Dans les deux villages, l'heure médiane de capture (pour la période de capture 23 h - 6 h) s'est décalée de 2 h à Tokoli et 3 h à Lokohouè à 5 h du matin dans les deux villages. A Tokoli, le taux d'exophagie a augmenté significativement de 45 à plus de 60 % après la mise en place de la couverture universelle tandis qu'il est resté stable à Lokohouè (45 %). Dans ce dernier village, en revanche, nous avons observé, 3 ans après la mise en place des moustiquaires en couverture universelle, une plus forte proportion de vecteurs capturés après 6 h du matin (26 % contre 6,6 %). La population de An. funestus étudiée ne présentait aucune résistance à la deltaméthrine.

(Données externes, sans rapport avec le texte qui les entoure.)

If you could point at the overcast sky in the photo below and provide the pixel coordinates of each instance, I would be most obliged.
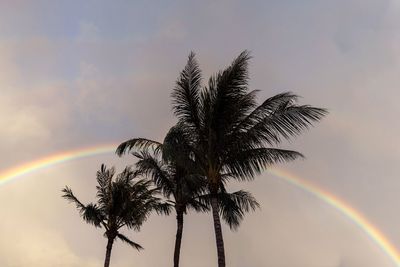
(81, 73)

Nos résultats ont montré un changement significatif de comportement des populations de An. funestus dans deux villages ayant reçu des MI en couverture universelle. Nous avons en effet observé un décalage de l'horaire de piqûre dans les deux villages, mettant en évidence un pic d'agressivité à l'aube, lorsque les habitants ne sont plus protégés par des moustiquaires. Ce comportement était exacerbé à Lokohouè où nous avons capturé une large proportion de la population agressive de An. funestus après 6h du matin. Cette observation montre que les vecteurs de Plasmodium ne sont pas exclusivement nocturnes et qu'il est important de réaliser des séances de captures aux marges des horaires habituels, particulièrement dans des contextes de LAV. Ce comportement diurne était peu observé à Tokoli où, en revanche, le comportement d'évitement privilégié était l'exophagie. Il est donc intéressant de noter qu'un

type de comportement d'évitement semble avoir été privilégié par chacune des populations d'An. funestus dans chaque village. Ceci nous renvoie à d'intéressantes interrogations quant aux mécanismes de sélection de ces comportements en relation avec la LAV (plasticité phénotypique versus sélection génétique) qu'il sera important d'étudier dans l'avenir.

Ces travaux nous permettent de mettre en évidence une limite importante à l'efficacité des méthodes de LAV évaluées durant l'essai. En effet, la transmission impliquant An.

funestus s'est accru à l'extérieur des habitations, et après l'aube, en des lieux et des horaires où

les populations ne bénéficiaient d'aucune protection puisque les MI, BMI et AI ne ciblent pas ces populations de vecteurs. Ceci peut également expliquer pourquoi la réduction de densité de An. funestus observée dans le bras MIU+BMI n’a pas entrainé de réduction des cas de paludisme. Il y a donc urgence à déployer sur le terrain des méthodes de LAV capable de cibler ces vecteurs exophages et/ou qui présentent un comportement de piqûre tardif afin de réduire plus fortement la transmission.